Mplus Discussion >> Categorical vs. binary variables

Topics
Last Day
Last 3 Days
Last Week
Tree View

Edit Profile


Categorical vs. binary variables

Mplus Discussion > Categorical Data Modeling >

Message/Author

rgm smeets posted on Wednesday, October 10, 2018 - 12:15 pm

I am running a LCA with categorical variables.I use categorical variables with more than two categories.
As binary variables seem easier to interpret to me, I am wondering whether I could change these categorical
variables with more than two categories into binary variables (dummy's). Does this influence the way subgroups are made? Or doesn't it make a difference?

As an example, I could make
five categories of age within the single variable of age and put it into Mplus as a categorical variable with 5 categories
(i.e. age (category 1=0-19yrs, category 2=20-39yrs) and so on).
I could also put in five binary variables for each of the categories within the variable of age (i.e. age_variable1 (1= 0-19yrs
0= else) age_variable2 (1=20-39yrs, 0=else) and so on).

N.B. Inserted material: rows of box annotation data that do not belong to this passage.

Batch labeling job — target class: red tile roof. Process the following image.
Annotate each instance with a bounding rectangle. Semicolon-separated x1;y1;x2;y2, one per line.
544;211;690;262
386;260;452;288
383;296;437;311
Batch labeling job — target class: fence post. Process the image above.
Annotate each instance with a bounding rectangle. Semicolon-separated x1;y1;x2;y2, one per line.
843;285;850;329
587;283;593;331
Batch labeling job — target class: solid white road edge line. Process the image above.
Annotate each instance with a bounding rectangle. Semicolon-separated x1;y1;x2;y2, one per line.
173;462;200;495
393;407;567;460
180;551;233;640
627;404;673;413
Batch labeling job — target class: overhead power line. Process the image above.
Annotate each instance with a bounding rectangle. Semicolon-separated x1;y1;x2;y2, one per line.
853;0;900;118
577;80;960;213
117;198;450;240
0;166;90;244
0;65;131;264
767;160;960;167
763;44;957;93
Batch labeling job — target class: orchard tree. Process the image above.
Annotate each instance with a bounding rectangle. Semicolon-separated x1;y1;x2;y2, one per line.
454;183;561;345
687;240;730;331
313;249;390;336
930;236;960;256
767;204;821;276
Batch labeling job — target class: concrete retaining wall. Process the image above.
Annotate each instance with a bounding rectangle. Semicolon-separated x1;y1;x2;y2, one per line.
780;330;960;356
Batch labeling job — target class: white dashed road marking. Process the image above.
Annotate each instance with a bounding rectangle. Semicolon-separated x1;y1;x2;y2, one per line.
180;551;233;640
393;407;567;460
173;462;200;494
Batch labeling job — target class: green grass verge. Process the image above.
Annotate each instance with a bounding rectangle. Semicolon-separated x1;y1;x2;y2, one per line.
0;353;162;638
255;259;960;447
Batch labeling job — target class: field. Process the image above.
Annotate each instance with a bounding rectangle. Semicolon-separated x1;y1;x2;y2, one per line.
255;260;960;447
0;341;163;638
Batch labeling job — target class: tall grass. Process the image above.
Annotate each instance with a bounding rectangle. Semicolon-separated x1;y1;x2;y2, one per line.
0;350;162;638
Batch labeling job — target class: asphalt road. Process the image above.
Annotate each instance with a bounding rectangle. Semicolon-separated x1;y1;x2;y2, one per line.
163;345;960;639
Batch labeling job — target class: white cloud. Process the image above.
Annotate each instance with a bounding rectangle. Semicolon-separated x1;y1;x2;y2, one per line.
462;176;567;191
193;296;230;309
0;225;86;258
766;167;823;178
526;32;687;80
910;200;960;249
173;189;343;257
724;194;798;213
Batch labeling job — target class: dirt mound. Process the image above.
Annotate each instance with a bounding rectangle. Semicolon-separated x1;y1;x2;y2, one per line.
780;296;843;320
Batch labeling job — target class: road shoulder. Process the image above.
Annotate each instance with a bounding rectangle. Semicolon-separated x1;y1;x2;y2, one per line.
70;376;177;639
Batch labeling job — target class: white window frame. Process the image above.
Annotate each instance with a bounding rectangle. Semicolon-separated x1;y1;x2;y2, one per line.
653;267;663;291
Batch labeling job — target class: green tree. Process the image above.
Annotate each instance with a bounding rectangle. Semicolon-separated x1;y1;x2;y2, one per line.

Bengt O. Muthen posted on Wednesday, October 10, 2018 - 5:07 pm

Yes, it makes a difference in the class formation of you work with a dichotomized version. You can check the sensitivity to this by running both ways.

rgm smeets posted on Thursday, October 25, 2018 - 7:49 am

For the previous weeks, I have been running a LCA with categorical and continuous indicators. I encountered some warnings/messages in my output. I searched for the implication of these warnings at this forum and I concluded that I should not worry about them (as the system deals with the situation by for instance fixing variables).

To be 100% sure that the warnings are no problem, I would like to ask you whether I interpret the warnings correctly.

Warning 1: logit thresholds of some indicators are set at extreme values (-15 and 15) --> this is not a problem, just means that in some classes there is a very high or low probability of subscribing to the item.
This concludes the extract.